First mentioned towards the end of the 11th century; Darmstadt was chartered as a city by the Emperor Ludwig the Bavarian in 1330. The seat of the ruling landgraves (1567-1806) and thereafter (to 1918) grand dukes of the state of Hesse-Darmstadt, the city grew in population during the 19th century from little over 10,000 to 72,000 inhabitants. A Technical University was established in 1877.
In the begin of the 20th Century Darmstadt was an important centre for the art movement of Jugendstil, the German variant of Art Nouveau. Annual architectural competitions led to the building of many architectural treasures of thiis period. Survived until now have die Rosenhöhe, the Mathildenhöhe with a Russian Chapel, large exhibition halls and many private villas build by Jugendstil architects who had settled in Darmstadt.
Darmstadt's municipal area was extended in 1937 to include the neighbouring localities of Arheilgen and Eberstadt, and in 1938 the city was separated administratively from the surrounding district (Kreis). Its old centre was, however, largely destroyed in a British bombing raid of September 1944, which killed an estimated 11,000 inhabitants and rendered many more homeless. Most of Darmstadt's 3000 Jews died under Germany's Nazi regime.
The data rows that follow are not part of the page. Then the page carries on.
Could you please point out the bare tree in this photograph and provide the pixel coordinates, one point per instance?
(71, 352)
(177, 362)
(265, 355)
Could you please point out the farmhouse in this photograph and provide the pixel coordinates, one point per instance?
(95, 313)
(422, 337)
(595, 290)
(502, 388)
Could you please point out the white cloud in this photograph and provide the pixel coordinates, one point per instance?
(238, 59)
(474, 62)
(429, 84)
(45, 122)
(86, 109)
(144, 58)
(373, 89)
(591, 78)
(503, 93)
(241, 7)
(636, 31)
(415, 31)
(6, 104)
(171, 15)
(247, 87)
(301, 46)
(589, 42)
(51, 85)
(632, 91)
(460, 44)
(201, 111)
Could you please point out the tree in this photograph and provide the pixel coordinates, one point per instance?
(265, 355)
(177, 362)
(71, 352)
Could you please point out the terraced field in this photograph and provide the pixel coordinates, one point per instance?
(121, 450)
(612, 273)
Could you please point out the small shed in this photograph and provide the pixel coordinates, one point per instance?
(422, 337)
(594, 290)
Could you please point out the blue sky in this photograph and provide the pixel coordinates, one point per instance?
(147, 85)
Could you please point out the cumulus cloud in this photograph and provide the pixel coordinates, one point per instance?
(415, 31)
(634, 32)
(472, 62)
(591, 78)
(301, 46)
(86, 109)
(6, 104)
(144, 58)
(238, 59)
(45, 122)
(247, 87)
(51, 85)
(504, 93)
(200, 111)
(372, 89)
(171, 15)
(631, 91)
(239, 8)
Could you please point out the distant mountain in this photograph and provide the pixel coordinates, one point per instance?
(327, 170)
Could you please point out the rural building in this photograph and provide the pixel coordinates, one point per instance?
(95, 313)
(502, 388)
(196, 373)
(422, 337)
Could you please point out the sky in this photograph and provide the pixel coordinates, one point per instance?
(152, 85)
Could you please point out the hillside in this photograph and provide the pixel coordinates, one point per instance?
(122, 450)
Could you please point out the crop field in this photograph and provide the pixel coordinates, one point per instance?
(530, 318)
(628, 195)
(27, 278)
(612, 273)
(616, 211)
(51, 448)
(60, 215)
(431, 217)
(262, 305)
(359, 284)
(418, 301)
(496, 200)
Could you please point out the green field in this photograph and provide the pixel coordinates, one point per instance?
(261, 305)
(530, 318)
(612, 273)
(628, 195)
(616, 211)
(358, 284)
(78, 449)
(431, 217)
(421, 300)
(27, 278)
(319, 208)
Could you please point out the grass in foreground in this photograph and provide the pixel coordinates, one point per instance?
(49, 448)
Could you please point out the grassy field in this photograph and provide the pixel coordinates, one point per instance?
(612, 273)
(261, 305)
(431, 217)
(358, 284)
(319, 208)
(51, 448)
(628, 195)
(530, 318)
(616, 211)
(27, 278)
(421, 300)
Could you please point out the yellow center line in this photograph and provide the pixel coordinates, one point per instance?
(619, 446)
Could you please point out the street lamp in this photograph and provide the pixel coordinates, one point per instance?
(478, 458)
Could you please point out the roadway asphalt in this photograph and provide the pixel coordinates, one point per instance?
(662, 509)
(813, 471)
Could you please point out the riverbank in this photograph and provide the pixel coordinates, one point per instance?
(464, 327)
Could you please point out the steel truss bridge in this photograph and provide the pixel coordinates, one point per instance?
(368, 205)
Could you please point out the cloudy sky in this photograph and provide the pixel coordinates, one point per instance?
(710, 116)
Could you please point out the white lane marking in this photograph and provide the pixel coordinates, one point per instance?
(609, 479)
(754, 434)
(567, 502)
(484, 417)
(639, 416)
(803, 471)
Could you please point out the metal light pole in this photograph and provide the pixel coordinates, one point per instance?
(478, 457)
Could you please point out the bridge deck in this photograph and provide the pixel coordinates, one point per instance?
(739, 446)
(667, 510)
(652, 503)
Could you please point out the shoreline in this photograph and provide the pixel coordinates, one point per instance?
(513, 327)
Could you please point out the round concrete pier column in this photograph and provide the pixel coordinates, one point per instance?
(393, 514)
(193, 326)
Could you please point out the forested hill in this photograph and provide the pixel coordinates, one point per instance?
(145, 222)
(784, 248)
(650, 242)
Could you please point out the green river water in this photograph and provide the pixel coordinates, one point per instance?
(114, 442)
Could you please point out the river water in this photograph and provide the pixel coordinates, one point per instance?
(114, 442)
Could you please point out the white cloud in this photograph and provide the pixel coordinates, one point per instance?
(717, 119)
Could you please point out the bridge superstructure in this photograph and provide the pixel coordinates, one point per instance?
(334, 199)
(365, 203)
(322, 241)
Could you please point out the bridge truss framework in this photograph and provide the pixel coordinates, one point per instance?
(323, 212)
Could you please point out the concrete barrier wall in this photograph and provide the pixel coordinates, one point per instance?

In more modern times, Darmstadt is notable for its summer courses in contemporary classical music. They were founded as the Internationale Ferienkurse für Neue Musik by Wolfgang Steinecke, and ran first annually, then bi-anually. A large number of avant-garde composers have given lectures there, including Olivier Messiaen, Luciano Berio, Milton Babbitt, Pierre Boulez, John Cage, Gyorgy Ligeti, Iannis Xenakis, Karlheinz Stockhausen and Mauricio Kagel.
Darmstadt is a centre for the pharmaceutical and chemical industry, with Merck and Röhm having their main plants and centres here.